Kregting houdt het niet voor onmogelijk dat Hermans in de jaren negentig aan dit verhaal dacht toen hij Naar Magnitogorsk schreef. De laatste regels van het essay luiden:
Hij [Hermans’ verteller] blikt na de val van de Muur terug op het Sovjet-communisme. Ook zijn er twee broers. De oudste is een expert met magneten en weet er een horloge mee tot stilstand te brengen dat de jongste had geërfd van hun grootvader. Hij bergt het weg en vindt het veel later terug in het ouderlijk huis. Dan repareert een horlogemaker het ding en sindsdien draagt de jongste het, in de laatste vier woorden van Reves verhaal, ‘tot de huidige dag’
Toen Kregting de eerste versie van zijn artikel schreef, was ook ik een mateloos bewonderaar van Reve. Alles las ik van hem ook werken als Een circusjongen, die ook toen al als kitsch werden beschouwd. Het gekke is: ik ben die fascinatie ook wel blijven voelen, tot de huidige dag, zonder dat ik nu nog veel van hem gelezen heb. Tijd om het Verzameld Werk eens door te nemen, om te zien hoe dat nu eigenlijk allemaal zit.

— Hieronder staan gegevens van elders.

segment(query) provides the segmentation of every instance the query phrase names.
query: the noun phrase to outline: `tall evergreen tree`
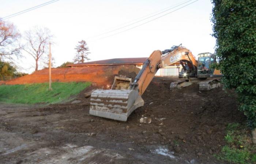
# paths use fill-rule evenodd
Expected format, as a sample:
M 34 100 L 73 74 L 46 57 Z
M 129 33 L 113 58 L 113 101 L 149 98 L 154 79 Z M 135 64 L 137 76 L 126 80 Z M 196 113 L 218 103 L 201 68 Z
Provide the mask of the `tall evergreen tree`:
M 73 59 L 74 63 L 84 63 L 84 60 L 90 60 L 88 57 L 90 53 L 89 52 L 89 48 L 87 46 L 87 43 L 83 40 L 78 42 L 78 44 L 76 46 L 75 49 L 76 50 L 76 54 Z

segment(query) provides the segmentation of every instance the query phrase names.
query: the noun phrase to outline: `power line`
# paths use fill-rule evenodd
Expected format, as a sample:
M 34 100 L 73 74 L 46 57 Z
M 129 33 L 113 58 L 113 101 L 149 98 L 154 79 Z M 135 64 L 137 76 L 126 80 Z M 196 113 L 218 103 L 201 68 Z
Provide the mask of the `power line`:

Marc Kregting ‘Nu zoveel jaren zijn voorbijgegaan’ Over De Laatste Jaren Van Mijn Grootvader van Simon van het Reve. Leiden: Uitgeverij Fragment, 2023.
JanWillemSwane zegt
Indirect een mooi pleidooi om bij te houden wat boeken (en andere kunstuitingen) voor je betekenen om het later nog eens te bekijken.
Ronald V. zegt
Zeer zeker een gloedvol pleidooi. Al met al is die Reve best wel een alleraardigste allemensenschrijver. Er zijn nu eenmaal van die mensen die alles stuk krijgen, omdat ze dingen op onnozele wijze laten vallen of anderszins te hard bejegenen. Je zult ze maar als familie hebben. Is er eindelijk na jaren van moeizaam sappelen en andere miezerige ellende iets moois in de familie, hupsakee en halleluja, wat hun begerige ogen zien, slopen hun plebejische handen. En dat heeft ook nog stemrecht, passief en actief. Toch jammer dat er geen goede God is die dat soort mensen met gezwinde spoed in hun bezwete kraag vat en linea recta in de kosmische kliko kwakt en fijnprakt. Nee, veel wordt het niet met die God van reviaanse makelij. Er valt echter om de boel nog ietwat op te vrolijken wel met enige stijl over te jeremiëren en te murmureren. Murmureren, kent men nog dit woord? Of leert men tegenwoordig op de universiteit, bijgenaamd, hoi popi-jopi, de uni, wel alles over de slavernij in de VS maar niets meer over de Tale Kanaäns in de eigen ommelanden? En als men na al deze ampele overpeinzingen toch nog iets wil lezen van die meneer Reve, dan beveel ik “Moeder en zoon” aan. Maar mogen niet-neerlandici nog iets aanbevelen? Of heeft Reve toch ook de niet-neerlandicus in zijn vizier gehad toen hij zijn zinnen beschreef en neerschreef?